Christian de Perthuis : Professeur d’économie à l'Université Paris Dauphine et fondateur de la Chaire Économie du Climat, Christian de Perthuis a dirigé la mission Climat de la Caisse des Dépôts et passé une partie de sa carrière dans le secteur agricole. Depuis 2004, ses recherches portent sur l’économie du changement climatique. Il est notamment engagé dans l’ONG Agrisud pour le développement agricole dans les pays en développement.

Benoît Biteau : Ingénieur agronome et spécialiste de génétique, Benoît Biteau devient paysan à 40 ans sur une structure agricole intensive qu’il convertit à l’agroécologie avec succès, et qui lui vaut l’obtention du Trophée National de l’Agriculture Durable en 2009. Il est député européen depuis 2019, où il fait partie de la Commission de l’Agriculture et est le premier Vice-Président de la commission Pêche et Développement. Il est actuellement 6e sur la liste d’Europe Écologie Les Verts pour les prochaines élections européennes. 

Pierre Rayé : Ancien directeur général de la Confédération générale des planteurs de betteraves, Pierre Rayé a également participé au développement des marchés de l’énergie chez Power Next et a été stratégiste sur le marché agricole pour le milieu des coopératives du vivant. Il est désormais Directeur de France Carbon Agri, où il accompagne près de 3 000 agriculteurs dans leur démarche de réduction d’empreinte carbone.


La sécurité alimentaire, un numéro d’équilibriste

Christian de Perthuis : Interrogeons-nous, tout d’abord, sur ce qu’est la sécurité alimentaire ? D’après la FAO, un peu moins de 750 millions de personnes dans le monde n'ont aujourd’hui pas accès à la nourriture et sont en situation de faim. Des progrès importants ont été faits pour réduire la faim dans le monde jusqu'au milieu des années 90, puis il y a eu un arrêt des progrès et la faim s’est mise à stagner. Depuis, 150 millions de personnes supplémentaires ont été répertoriées comme tel.

À cette insécurité alimentaire provenant de l'insuffisance d’accès à la nourriture pour une partie de la population, vient se greffer un deuxième volet, que l’on appelle couramment la malbouffe. Ce problème sanitaire croissant est lié à un dysfonctionnement manifeste de nos systèmes alimentaires. Par conséquent, un nombre croissant d'habitants sont victimes de maladies parce qu'ils mangent trop ou parce qu'ils mangent mal. Il faut donc à la fois régler des problèmes de faim et des problèmes de surabondance de l’alimentation ! Et ce n'est pas qu'un problème de pays riches : en Inde, par exemple, environ 180 millions de personnes n'ont pas d’accès à l'alimentation et 250 millions sont en situation de diabète ou d’autres maladies liées à la malbouffe.

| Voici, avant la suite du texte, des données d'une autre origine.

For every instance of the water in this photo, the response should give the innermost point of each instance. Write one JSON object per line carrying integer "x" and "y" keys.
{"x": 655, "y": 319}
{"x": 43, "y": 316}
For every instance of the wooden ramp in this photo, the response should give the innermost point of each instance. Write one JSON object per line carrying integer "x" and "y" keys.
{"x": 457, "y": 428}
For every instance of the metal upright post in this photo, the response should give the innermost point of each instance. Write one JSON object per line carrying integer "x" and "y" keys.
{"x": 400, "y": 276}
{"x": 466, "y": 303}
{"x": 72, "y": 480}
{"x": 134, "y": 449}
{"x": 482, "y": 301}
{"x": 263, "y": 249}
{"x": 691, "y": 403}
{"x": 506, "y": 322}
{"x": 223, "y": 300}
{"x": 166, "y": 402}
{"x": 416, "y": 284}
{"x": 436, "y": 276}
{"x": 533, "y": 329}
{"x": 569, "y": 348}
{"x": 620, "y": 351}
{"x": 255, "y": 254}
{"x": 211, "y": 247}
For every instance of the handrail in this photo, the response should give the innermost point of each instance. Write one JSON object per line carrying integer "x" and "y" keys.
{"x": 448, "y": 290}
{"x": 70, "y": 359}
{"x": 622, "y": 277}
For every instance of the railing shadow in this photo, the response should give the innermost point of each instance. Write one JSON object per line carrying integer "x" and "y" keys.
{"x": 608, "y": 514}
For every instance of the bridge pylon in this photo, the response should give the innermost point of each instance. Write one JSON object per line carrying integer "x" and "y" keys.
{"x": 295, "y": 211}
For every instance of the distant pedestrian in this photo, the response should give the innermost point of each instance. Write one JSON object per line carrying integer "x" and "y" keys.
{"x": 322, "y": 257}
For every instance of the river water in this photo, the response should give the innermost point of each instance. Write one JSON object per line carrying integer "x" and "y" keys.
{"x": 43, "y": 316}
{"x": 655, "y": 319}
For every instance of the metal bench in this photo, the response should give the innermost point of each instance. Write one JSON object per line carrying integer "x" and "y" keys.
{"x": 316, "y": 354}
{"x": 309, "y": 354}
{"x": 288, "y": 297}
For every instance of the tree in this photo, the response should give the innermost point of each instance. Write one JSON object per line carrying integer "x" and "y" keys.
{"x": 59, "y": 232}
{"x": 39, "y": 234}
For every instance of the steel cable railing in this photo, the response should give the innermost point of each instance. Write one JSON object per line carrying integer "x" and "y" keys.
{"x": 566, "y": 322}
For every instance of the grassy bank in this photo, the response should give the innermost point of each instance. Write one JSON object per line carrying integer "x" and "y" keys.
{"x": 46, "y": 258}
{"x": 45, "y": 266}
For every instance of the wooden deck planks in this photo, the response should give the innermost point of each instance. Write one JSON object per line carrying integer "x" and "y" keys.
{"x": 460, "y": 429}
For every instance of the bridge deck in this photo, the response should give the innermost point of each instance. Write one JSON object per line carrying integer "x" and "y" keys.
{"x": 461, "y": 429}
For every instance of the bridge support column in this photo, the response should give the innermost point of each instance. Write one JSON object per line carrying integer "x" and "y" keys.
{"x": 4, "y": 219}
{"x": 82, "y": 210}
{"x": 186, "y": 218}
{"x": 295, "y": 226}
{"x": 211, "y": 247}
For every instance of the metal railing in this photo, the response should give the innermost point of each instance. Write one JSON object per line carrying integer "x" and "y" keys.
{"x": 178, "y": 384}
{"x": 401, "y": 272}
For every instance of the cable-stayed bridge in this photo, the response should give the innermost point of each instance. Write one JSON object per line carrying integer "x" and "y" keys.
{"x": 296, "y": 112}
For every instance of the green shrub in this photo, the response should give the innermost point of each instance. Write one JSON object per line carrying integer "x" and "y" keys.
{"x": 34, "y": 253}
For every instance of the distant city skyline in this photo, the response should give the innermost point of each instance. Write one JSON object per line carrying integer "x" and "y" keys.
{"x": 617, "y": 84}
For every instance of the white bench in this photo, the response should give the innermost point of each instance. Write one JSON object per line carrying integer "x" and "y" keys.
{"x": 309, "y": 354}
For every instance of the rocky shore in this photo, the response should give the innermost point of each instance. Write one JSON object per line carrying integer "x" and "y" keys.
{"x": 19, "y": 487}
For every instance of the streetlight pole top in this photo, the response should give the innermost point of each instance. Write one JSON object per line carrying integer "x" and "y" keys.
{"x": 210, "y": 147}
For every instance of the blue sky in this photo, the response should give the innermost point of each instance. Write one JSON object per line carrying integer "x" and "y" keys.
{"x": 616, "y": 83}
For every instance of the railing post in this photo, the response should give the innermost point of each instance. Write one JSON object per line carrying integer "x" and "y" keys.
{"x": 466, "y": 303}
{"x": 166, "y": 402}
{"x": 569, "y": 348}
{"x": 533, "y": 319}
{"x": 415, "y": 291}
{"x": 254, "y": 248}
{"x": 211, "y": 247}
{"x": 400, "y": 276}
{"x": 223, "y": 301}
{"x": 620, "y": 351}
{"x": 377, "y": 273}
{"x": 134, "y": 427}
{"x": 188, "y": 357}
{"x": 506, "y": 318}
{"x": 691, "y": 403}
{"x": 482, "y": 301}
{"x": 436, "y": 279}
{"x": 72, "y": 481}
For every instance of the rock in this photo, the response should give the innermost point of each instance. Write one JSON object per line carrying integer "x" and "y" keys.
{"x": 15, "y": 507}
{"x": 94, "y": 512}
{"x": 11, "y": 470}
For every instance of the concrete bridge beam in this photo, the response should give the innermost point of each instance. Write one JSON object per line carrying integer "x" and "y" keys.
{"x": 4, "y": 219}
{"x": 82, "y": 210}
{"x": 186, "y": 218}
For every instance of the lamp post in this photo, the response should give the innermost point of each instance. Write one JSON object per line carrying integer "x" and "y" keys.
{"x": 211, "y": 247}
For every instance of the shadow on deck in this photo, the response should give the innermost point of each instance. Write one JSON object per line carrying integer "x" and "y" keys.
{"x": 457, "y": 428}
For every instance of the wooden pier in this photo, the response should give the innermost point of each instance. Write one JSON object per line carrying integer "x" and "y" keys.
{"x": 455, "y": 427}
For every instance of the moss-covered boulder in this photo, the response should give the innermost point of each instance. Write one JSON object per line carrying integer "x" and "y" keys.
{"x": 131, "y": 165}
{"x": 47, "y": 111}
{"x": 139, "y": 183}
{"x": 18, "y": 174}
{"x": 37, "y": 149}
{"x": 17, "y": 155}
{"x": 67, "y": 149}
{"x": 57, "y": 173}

Alors, comment peut-on imaginer restaurer la sécurité alimentaire ? Faut-il reproduire les schémas passés ? Nos formes actuelles de systèmes agricoles mécanisent, chimisent, homogénéisent, standardisent le matériel génétique. Un mode de fonctionnement généralement sélectionné pour des objectifs de rendement immédiat, dans une vision globale de contrôle du milieu naturel pour générer des quantités de produits agricoles et d'alimentation. Mais on voit bien que ce système s'essouffle, car il travaille contre la capacité de régénération du système naturel. Et cet essoufflement est accentué et aggravé par les contraintes du réchauffement climatique. Donc la transition agro-climatique a un volet extrêmement important car l’ultra-consommation des pays développés, y compris leurs modes de consommation alimentaire qui comportent trop de produits hyper transformés et issus des bases des ruminants, n’est pas compatible avec la transition énergétique.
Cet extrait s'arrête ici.